SIMULATION: 10000 kids feet.
mod4 = lm(width ~ sex * length, data = resample(KidsFeet, size = 10000))
f3 = makeFun(mod4)
f3(length = 25, sex = c("G", "B"), interval = "confidence")
## fit lwr upr
## 1 8.934 8.923 8.946
## 2 9.170 9.160 9.180
f3(length = 25, sex = c("G", "B"), interval = "prediction")
## fit lwr upr
## 1 8.934 8.213 9.656
## 2 9.170 8.449 9.892
Increased spending is associated with lower SAT scores
confint(lm(sat ~ expend, data = SAT))
## 2.5 % 97.5 %
## (Intercept) 1000.04 1178.546
## expend -35.63 -6.158
Until you adjust for who took the test …
confint(lm(sat ~ expend + frac, data = SAT))
## 2.5 % 97.5 %
## (Intercept) 949.909 1037.754
## expend 3.788 20.785
## frac -3.284 -2.418
Do the same for salary and ratio.
There are all sorts of things that effect our use of natural gas for heating:
One therm (roughly 1ccf) is about 29 kwh. So, 1 kwh is about 1/29 = 0.03 ccf. See Wikipedia entry
u = fetchData("utilities.csv")
## Retrieving from http://www.mosaic-web.org/go/datasets/utilities.csv
winter = subset(u, temp < 50)
# There's an outlier
winter = subset(winter, ccf > 50)
confint(lm(ccf ~ temp + kwh, data = winter))
## 2.5 % 97.5 %
## (Intercept) 270.43774 331.638090
## temp -4.89808 -3.838684
## kwh -0.05873 0.009314
u = fetchData("/Users/kaplan/kaplanfiles/stats-book/DataSets/utilities-up-to-date.csv")

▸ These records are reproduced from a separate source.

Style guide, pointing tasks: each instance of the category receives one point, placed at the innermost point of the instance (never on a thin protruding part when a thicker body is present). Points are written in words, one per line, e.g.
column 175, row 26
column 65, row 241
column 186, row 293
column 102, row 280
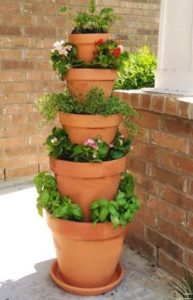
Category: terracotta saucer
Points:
column 58, row 279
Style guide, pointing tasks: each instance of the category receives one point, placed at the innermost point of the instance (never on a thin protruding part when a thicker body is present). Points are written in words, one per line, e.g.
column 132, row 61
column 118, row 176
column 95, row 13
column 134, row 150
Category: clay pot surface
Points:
column 82, row 127
column 80, row 81
column 87, row 255
column 85, row 44
column 88, row 182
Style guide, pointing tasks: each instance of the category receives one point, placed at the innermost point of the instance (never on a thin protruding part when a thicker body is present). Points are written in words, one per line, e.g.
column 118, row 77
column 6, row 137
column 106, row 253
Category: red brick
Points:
column 149, row 120
column 170, row 264
column 171, row 106
column 167, row 210
column 160, row 241
column 8, row 30
column 176, row 233
column 145, row 101
column 182, row 164
column 147, row 151
column 142, row 246
column 190, row 222
column 40, row 32
column 189, row 258
column 10, row 53
column 158, row 103
column 136, row 165
column 12, row 76
column 2, row 174
column 185, row 110
column 147, row 183
column 13, row 64
column 150, row 218
column 166, row 176
column 12, row 142
column 21, row 172
column 177, row 126
column 177, row 198
column 169, row 141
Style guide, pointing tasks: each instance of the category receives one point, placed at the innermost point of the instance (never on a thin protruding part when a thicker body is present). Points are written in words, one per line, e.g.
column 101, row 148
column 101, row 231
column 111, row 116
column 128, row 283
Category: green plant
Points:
column 64, row 57
column 50, row 199
column 137, row 71
column 185, row 289
column 95, row 103
column 93, row 150
column 92, row 21
column 119, row 211
column 109, row 54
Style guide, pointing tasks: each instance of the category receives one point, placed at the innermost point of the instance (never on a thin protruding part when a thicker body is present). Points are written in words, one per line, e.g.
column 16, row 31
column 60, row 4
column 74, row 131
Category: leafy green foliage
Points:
column 58, row 144
column 64, row 57
column 95, row 104
column 93, row 150
column 109, row 55
column 50, row 199
column 185, row 289
column 119, row 211
column 92, row 21
column 137, row 71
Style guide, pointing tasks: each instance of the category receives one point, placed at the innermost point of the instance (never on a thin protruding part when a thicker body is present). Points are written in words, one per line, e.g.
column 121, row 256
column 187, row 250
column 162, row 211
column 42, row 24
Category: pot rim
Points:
column 86, row 169
column 87, row 38
column 85, row 74
column 89, row 121
column 83, row 230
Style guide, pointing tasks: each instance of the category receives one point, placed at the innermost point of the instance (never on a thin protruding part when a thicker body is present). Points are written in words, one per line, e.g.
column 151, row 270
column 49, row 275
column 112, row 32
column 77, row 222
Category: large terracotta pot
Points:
column 82, row 127
column 87, row 182
column 87, row 256
column 86, row 44
column 80, row 81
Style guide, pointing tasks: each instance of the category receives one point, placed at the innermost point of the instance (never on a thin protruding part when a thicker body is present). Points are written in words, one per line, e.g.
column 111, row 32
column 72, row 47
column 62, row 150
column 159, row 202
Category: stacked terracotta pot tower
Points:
column 87, row 255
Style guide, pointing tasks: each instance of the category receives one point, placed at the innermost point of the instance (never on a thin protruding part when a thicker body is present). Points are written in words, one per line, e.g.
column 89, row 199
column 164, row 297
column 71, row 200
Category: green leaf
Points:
column 103, row 214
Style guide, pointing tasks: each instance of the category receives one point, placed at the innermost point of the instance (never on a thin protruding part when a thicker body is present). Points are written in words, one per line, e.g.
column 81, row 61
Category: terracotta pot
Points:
column 87, row 255
column 80, row 81
column 86, row 44
column 82, row 127
column 87, row 182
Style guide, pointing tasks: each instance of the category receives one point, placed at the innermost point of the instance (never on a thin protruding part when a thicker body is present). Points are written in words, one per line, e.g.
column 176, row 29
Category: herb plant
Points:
column 119, row 211
column 50, row 199
column 137, row 70
column 93, row 150
column 92, row 21
column 95, row 104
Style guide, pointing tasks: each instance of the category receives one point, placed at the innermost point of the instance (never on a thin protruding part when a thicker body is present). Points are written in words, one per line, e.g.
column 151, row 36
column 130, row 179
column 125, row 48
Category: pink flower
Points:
column 90, row 143
column 117, row 52
column 99, row 42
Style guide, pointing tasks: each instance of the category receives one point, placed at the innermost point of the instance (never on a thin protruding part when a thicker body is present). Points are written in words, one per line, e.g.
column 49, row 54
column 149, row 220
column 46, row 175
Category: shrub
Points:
column 138, row 71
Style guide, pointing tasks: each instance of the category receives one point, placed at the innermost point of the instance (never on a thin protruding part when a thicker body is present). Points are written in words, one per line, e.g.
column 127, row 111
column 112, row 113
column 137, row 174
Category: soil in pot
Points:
column 82, row 127
column 87, row 182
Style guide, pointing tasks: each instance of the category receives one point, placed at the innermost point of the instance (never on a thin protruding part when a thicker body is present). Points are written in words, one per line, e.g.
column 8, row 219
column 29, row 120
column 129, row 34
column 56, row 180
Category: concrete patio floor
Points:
column 27, row 251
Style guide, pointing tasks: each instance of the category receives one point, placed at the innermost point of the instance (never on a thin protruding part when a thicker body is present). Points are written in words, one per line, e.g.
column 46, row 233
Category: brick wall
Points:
column 162, row 162
column 28, row 29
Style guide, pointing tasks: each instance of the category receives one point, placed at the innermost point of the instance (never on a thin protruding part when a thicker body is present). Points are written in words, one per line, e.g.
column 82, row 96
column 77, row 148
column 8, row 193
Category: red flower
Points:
column 99, row 42
column 117, row 52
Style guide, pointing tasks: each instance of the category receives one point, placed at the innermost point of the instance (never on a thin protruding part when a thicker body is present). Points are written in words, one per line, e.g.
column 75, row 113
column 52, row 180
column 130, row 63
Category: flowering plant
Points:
column 110, row 54
column 93, row 150
column 63, row 57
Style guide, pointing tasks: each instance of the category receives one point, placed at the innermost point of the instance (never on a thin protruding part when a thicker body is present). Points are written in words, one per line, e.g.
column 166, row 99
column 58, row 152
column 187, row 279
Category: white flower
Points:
column 121, row 48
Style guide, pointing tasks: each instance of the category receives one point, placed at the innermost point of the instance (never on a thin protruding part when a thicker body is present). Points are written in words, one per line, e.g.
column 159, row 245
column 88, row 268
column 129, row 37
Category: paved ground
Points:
column 26, row 252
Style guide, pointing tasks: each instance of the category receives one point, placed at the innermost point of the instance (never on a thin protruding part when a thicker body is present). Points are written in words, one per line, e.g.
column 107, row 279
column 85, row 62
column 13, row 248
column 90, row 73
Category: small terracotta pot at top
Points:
column 85, row 44
column 82, row 127
column 87, row 182
column 87, row 255
column 80, row 81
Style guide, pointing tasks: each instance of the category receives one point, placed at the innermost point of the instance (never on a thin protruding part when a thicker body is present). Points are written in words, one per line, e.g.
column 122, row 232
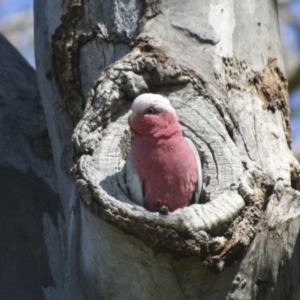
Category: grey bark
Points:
column 32, row 224
column 219, row 62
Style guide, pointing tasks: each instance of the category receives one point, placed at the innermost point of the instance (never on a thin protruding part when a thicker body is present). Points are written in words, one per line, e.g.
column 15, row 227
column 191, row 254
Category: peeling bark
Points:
column 219, row 63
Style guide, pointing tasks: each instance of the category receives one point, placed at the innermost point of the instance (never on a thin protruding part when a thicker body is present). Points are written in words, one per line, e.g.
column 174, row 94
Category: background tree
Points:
column 220, row 65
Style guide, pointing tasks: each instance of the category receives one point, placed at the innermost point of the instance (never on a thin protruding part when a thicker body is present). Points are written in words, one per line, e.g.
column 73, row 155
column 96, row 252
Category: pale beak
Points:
column 131, row 117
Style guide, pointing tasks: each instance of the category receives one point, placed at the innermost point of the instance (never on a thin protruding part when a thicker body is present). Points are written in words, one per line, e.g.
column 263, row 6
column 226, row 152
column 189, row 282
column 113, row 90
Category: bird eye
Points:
column 150, row 111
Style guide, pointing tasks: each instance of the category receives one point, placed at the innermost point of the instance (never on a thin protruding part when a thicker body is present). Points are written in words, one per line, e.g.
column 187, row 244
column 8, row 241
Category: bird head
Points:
column 152, row 114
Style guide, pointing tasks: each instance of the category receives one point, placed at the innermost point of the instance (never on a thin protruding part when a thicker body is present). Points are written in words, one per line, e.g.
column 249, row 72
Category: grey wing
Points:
column 134, row 182
column 197, row 192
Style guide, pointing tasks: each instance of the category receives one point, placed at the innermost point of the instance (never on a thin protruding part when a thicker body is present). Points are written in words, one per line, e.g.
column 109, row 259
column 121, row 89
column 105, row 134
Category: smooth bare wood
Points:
column 219, row 63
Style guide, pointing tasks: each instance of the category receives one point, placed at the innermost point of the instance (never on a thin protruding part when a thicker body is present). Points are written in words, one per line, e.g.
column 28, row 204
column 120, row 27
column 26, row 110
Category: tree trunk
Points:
column 220, row 64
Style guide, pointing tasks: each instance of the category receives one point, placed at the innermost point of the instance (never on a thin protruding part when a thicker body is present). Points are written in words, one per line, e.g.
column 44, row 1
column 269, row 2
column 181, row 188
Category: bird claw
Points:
column 164, row 210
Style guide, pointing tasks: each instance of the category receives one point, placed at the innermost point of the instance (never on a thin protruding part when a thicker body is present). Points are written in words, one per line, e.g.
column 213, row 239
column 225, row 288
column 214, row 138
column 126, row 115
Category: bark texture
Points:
column 219, row 63
column 32, row 224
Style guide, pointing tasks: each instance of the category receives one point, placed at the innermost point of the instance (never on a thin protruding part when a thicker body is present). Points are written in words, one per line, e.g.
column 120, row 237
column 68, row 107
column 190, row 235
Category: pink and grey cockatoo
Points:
column 163, row 167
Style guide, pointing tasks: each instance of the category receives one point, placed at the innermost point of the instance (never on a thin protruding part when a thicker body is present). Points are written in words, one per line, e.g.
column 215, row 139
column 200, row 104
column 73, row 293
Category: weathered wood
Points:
column 219, row 63
column 32, row 226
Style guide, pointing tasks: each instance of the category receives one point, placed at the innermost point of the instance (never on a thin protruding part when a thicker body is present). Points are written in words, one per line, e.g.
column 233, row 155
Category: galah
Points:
column 163, row 167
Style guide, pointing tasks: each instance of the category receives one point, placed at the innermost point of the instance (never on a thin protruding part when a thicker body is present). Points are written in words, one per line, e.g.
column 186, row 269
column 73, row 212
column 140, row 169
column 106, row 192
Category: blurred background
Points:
column 16, row 24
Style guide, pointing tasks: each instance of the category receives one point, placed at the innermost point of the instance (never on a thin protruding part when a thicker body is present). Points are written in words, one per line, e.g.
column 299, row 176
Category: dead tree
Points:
column 220, row 64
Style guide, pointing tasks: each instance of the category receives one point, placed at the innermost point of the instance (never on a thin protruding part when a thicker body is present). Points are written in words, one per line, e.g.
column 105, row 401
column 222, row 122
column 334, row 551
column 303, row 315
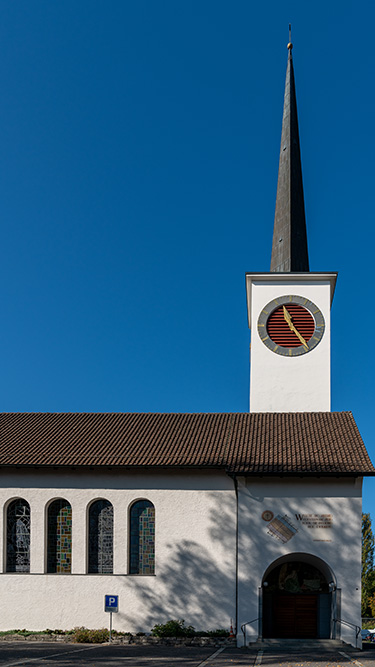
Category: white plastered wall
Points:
column 289, row 384
column 195, row 552
column 338, row 544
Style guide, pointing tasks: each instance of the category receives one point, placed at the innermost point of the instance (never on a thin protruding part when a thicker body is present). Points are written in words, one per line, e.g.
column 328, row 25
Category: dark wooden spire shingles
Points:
column 289, row 246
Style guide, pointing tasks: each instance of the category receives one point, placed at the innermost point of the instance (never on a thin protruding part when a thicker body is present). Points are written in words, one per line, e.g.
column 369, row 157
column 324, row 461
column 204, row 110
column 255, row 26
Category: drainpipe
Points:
column 234, row 478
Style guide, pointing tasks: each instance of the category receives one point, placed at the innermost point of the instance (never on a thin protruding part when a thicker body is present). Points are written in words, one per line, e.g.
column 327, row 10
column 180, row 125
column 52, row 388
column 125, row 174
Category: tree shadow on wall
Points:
column 194, row 583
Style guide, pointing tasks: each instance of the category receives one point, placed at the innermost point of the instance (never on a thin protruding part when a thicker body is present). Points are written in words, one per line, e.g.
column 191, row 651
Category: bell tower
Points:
column 289, row 307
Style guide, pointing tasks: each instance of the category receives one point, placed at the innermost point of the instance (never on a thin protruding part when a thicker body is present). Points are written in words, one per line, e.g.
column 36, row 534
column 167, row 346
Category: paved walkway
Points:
column 56, row 655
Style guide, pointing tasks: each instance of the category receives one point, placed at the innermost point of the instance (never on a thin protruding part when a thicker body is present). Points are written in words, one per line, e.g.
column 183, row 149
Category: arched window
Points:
column 18, row 536
column 101, row 537
column 142, row 538
column 59, row 540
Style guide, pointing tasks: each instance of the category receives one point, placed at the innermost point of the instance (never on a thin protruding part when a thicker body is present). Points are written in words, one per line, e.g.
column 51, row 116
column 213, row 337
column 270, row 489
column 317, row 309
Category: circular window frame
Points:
column 314, row 311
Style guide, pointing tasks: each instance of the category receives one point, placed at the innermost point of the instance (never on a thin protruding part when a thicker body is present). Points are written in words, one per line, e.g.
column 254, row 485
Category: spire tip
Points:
column 290, row 45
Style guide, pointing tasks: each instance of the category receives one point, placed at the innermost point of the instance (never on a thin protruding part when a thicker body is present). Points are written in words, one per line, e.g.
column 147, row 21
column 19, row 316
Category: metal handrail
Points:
column 352, row 625
column 243, row 628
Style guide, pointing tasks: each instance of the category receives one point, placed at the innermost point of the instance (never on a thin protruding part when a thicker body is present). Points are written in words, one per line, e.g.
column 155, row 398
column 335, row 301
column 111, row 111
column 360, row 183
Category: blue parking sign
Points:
column 111, row 603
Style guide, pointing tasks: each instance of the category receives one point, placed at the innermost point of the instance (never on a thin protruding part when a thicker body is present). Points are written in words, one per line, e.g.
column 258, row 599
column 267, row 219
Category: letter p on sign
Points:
column 111, row 603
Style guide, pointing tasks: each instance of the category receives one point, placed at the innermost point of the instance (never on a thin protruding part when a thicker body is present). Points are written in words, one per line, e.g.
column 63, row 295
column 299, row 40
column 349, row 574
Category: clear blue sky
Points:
column 138, row 167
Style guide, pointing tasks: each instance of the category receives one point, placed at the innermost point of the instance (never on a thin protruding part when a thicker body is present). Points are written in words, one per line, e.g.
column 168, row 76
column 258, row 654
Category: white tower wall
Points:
column 289, row 384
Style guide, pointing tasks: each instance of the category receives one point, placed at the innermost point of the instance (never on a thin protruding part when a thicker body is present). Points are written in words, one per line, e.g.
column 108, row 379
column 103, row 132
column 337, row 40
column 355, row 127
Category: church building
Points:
column 250, row 519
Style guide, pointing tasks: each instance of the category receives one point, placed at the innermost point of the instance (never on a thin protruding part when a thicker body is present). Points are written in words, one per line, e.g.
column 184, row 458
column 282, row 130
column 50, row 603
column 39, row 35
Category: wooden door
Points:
column 295, row 616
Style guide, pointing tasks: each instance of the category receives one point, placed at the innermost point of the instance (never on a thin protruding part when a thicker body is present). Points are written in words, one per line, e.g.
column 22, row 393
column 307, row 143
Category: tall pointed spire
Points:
column 289, row 246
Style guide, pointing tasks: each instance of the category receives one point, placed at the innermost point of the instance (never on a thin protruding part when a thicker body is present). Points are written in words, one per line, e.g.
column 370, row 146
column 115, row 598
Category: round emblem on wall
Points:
column 291, row 325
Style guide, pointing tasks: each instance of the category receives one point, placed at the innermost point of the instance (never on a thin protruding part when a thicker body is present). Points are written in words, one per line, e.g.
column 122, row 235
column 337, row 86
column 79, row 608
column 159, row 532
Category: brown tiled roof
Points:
column 258, row 443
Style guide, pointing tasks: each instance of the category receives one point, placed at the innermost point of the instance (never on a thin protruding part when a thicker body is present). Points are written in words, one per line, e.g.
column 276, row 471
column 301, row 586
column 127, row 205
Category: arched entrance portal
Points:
column 297, row 598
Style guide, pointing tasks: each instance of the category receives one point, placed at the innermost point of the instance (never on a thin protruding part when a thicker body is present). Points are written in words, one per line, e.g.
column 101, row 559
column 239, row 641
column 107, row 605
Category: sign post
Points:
column 111, row 605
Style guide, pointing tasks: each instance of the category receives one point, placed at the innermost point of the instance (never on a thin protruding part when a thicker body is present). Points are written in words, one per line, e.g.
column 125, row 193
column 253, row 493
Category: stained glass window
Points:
column 18, row 536
column 142, row 538
column 101, row 537
column 59, row 541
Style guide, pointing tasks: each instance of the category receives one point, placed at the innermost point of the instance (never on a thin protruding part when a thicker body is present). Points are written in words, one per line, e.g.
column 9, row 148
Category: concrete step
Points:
column 300, row 645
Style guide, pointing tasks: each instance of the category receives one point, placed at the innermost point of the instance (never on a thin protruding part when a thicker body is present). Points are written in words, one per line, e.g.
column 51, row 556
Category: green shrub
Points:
column 86, row 636
column 173, row 629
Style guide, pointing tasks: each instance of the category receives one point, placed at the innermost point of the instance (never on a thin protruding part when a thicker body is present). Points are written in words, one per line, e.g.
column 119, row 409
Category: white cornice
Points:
column 287, row 279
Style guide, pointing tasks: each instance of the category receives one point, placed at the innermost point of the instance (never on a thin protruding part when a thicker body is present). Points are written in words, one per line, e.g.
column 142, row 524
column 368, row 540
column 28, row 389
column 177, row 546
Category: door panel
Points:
column 295, row 616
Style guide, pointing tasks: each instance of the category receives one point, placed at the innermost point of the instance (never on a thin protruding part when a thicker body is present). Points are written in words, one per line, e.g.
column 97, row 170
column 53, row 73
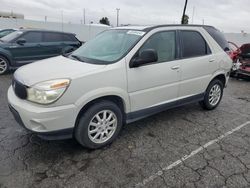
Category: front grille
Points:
column 19, row 89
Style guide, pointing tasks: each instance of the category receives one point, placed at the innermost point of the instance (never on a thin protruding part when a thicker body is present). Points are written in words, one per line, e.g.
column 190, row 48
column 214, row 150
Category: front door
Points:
column 197, row 63
column 157, row 83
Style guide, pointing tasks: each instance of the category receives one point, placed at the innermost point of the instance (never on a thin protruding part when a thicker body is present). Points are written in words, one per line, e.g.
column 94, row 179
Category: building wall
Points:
column 83, row 32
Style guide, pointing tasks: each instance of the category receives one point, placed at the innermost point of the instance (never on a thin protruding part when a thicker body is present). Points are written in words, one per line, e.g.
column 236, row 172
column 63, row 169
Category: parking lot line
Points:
column 176, row 163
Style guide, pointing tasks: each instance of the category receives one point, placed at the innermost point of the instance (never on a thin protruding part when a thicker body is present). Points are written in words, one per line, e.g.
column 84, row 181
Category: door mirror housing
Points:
column 68, row 50
column 146, row 56
column 21, row 41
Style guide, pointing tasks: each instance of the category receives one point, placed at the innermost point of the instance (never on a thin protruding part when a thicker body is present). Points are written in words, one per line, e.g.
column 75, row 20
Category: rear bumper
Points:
column 243, row 73
column 48, row 123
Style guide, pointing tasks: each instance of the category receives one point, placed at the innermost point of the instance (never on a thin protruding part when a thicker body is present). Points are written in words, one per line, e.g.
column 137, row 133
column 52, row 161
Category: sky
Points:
column 226, row 15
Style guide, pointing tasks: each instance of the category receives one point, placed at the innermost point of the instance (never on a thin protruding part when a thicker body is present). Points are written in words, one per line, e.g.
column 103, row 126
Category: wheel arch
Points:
column 118, row 100
column 6, row 56
column 221, row 77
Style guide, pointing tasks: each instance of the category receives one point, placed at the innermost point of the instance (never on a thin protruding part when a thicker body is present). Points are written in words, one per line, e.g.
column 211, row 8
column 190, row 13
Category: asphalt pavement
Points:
column 182, row 147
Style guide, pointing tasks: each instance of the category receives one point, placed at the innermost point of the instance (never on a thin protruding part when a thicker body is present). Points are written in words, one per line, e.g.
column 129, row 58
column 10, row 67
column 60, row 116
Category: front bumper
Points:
column 51, row 123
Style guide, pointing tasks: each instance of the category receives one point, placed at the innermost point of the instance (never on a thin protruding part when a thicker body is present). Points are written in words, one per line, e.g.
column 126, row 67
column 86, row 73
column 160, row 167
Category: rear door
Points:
column 31, row 50
column 197, row 63
column 155, row 84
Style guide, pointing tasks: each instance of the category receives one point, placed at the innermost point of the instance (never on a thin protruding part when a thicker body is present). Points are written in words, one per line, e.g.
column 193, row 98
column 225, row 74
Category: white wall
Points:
column 83, row 32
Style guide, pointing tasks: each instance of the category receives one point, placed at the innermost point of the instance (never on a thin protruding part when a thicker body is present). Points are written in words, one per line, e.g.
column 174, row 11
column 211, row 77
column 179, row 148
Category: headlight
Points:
column 47, row 92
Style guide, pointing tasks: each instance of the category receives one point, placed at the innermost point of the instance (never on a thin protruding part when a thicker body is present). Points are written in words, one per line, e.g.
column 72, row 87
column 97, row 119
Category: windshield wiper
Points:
column 77, row 58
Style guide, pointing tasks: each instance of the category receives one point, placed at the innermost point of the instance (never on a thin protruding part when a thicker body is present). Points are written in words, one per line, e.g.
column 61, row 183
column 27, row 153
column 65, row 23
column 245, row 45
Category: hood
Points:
column 54, row 68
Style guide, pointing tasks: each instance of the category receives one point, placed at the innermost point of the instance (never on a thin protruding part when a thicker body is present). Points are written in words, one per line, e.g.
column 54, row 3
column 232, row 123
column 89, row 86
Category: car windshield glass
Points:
column 108, row 47
column 11, row 36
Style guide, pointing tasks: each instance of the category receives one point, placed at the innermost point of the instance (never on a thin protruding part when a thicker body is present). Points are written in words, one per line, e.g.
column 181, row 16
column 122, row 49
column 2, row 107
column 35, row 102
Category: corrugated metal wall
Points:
column 83, row 32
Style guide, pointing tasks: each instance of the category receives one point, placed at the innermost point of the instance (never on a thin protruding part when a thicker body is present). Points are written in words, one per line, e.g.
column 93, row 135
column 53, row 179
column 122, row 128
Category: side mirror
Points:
column 68, row 50
column 21, row 41
column 145, row 57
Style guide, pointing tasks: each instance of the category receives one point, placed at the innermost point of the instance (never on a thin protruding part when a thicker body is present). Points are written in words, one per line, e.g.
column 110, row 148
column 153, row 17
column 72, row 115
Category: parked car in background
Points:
column 26, row 46
column 5, row 32
column 241, row 60
column 122, row 75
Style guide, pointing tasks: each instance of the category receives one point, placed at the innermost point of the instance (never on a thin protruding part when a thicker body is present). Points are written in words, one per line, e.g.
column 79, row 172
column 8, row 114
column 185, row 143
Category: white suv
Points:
column 122, row 75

## Complete file name given. No searching necessary.
winter = subset(u, temp < 50)
# There's an outlier
winter = subset(winter, ccf > 50)
confint(lm(ccf ~ temp + kwh, data = winter))
## 2.5 % 97.5 %
## (Intercept) 270.61172 321.081688
## temp -4.78583 -3.974095
## kwh -0.04321 0.005774
What does the standard error depend on?
Logic behind non-resampling estimates of the standard error
Key idea: if we collected another sample, the deterministic component would be the same, but the random component would be utterly different — it would point in another direction.